The goal is to have someone fill the role in January 2022, according to Elliott, and Coxon will help with the transition for her replacement.

Her advice for the person that fills her position: “Don’t reinvent the wheel. It’s working the way it is,” Coxon said.

“Everybody has their own way of doing things, but don’t make everything so impersonal that you never talk to somebody,” she said. “Don’t make all the processes so that they have to do everything online and you never speak to a person. … I think it’s important that the clerk is someone that they know, that they can come to.”

Whoever it is that gets the job, “they will likely be set up for success because of work that she’s done and kept the ship afloat for so long,” Elliott said.

“The town and the community owes her a debt of gratitude for her career in public service,” he added.

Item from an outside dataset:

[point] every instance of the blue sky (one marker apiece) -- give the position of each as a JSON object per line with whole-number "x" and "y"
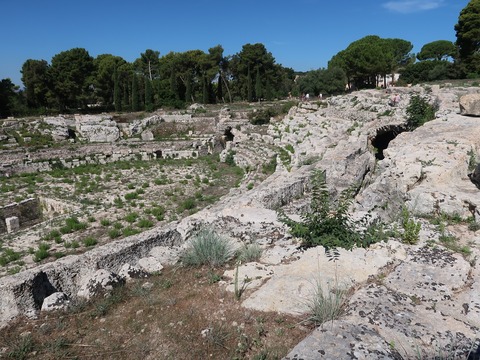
{"x": 301, "y": 34}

There’s something to be said for the way Coxon has served the town not only by way of her job description but by way of her nature, too. Friends and colleagues said over and over that she is hard-working, yes — Town Manager Clint Kinney said she is a “stalwart employee” — but also someone knows how to have fun and ensure that everyone else is enjoying themselves too. (Kinney’s parting words for Coxon: “Party on, Wayne.”)

“Rhonda quite quickly kind of emerged as the ultimate caretaker and mama bear, almost, of Town Hall,” Elliott said. “I was new, new to the town, new to Town Hall and much younger back then and she was super welcoming and inviting and just really warm and quickly made me feel part of the family here at the town, which is extremely relieving and comforting when you’re when you’re the new person, so (I’m) eternally grateful for that.”

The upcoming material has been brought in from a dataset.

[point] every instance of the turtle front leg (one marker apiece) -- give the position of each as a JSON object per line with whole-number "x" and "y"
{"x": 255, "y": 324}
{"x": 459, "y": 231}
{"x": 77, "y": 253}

Her role in the community has extended well beyond Town Hall as a rodeo volunteer, a Rotarian, a one-time Mardi Gras queen and a 29-time organizer of the annual town cleanup.

She has attended Jazz Aspen-Snowmass festivals since the earliest days (she had a particularly memorable experience on Willie Nelson’s bus the first year the festival was held up by Coney Glade in 1995) and since moving to the village in 1982 has become a mainstay at just about every seminal Snowmass community event you can think of.

“I think she just really identifies as a Snowmass person and that’s great,” Madsen said. “It’s the people who have been here the longest that are really (the ones) you kind of associate with a town, and Rhonda is one of them.”